Example The NPD uses a data variable called the Pupil Matching Reference which allows users to identify the same pupil across different parts of NPD, but cannot be used by a third party for linking other data sources
Level 4: non-identifiers with higher identification risk
Within our personal level data, there are data variables that do not fall into level 1, 2 or 3 but can still be joined together to identify individuals.
Even if the names, addresses, meaningful reference numbers have all been taken out of the data we know there is still a risk that certain variables could result in an individual being identified. This is what we class as ‘re-identification risk’.
Assessing re-identification risk is not an exact science. We’ve consulted experts in the field and have found that certain combinations are more risky than others. For example the risk increases if we include:
- number of siblings
- the school a child attends
- postcode of home address
We identify these combinations within the data requested and then question whether they are essential to the project purpose or research.
Level 5: non-identifiers with lower identification risk
This is the level of identification risk we give to data variables that do not meet any of the above criteria.
The classification of all data extracts with risk of identification level 3, 4 or 5, will be published as ‘de-identified personal level data (with re-identification risk)’.
Level 6: aggregate or suppressed data
We use these terms to describe the method of aggregating data. These data shares do not come to DSAP.
Where there are small numbers of individuals within the aggregated data, the appropriate levels of suppression are applied to make sure there is only an extremely remote risk of identification.
Example If a data cell only has 5 children in it, you may be able to infer things from what we have published if you had prior information about that group.
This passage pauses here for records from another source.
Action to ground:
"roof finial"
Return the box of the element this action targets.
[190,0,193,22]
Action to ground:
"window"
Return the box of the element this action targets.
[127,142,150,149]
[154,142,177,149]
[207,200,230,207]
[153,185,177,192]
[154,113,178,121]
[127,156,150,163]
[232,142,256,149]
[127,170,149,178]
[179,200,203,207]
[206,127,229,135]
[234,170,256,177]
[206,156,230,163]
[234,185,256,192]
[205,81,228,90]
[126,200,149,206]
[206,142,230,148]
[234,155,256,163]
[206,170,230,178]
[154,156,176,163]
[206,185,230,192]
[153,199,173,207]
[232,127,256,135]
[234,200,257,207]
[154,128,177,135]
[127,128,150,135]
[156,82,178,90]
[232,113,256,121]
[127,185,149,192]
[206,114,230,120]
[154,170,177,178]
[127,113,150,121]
For example if you knew 4 of them personally.
If someone is wilfully or making a conscious effort to identify an individual, they may be able to do so by combining NPD and multiple other data sources.
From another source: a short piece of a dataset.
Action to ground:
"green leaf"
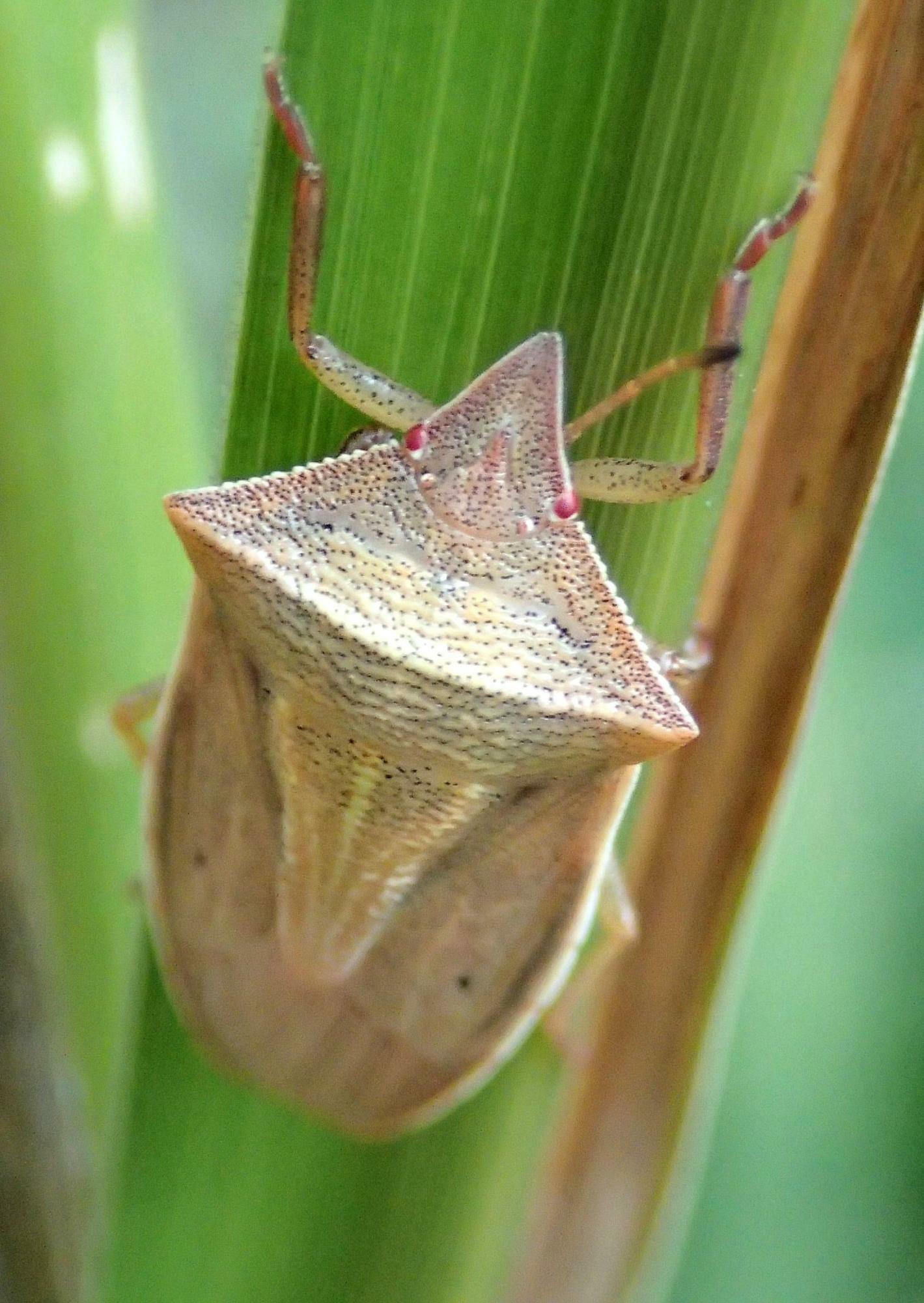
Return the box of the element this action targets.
[111,0,852,1303]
Assessing the sensitivity of data
We use 5 categories to describe the sensitivity of data.
A. Public commitment that this data will never leave the department
There are a few data variables that we have publically committed will only be used for internal departmental purposes (for example, a pupils nationality). This category is used to make sure that those commitments are embedded into all data governance processes.
Any request including sensitivity A data would be rejected by DSAP.
B. Highly sensitive data about interactions with Children’s services.
We collect data about the interactions some children have with children’s services, such as being:
- looked after
We consider this as highly sensitive. Sharing this data for research purposes (using appropriate levels of data safeguarding) helps us to understand more about the children’s experience of these interventions to improve children’s services outcomes.
Sensitivity B data undergoes an additional level of scrutiny by the children’s services teams on top of DSAP scrutiny.
C. Sensitive data not captured as a special category under GDPR
The law defines areas of personal data that are particularly sensitive for individuals as ‘special categories’.
Within education, we believe that there are variables that citizens would treat as equally sensitive, but are not covered in GDPR, such as free school meal eligibility.
We use this category to make sure such variables are thought about in the same way as GDPR special category data during our decision-making processes, even if legally there are differences.
Sensitivity C data will undergo the same level of scrutiny as if they were sensitivity D data.
D. Sensitive data captured as a special category under GDPR
GDPR special categories are clearly set out in law. Most relevant in the context of education data are:
- elements of Special Educational Need (SEN) that have a health context
Sensitivity D data requests require additional conditions of processing to be justified, as set out in law, before DSAP can consider it for data sharing.
Data that does not fit into any of the four categories above, such as exam results.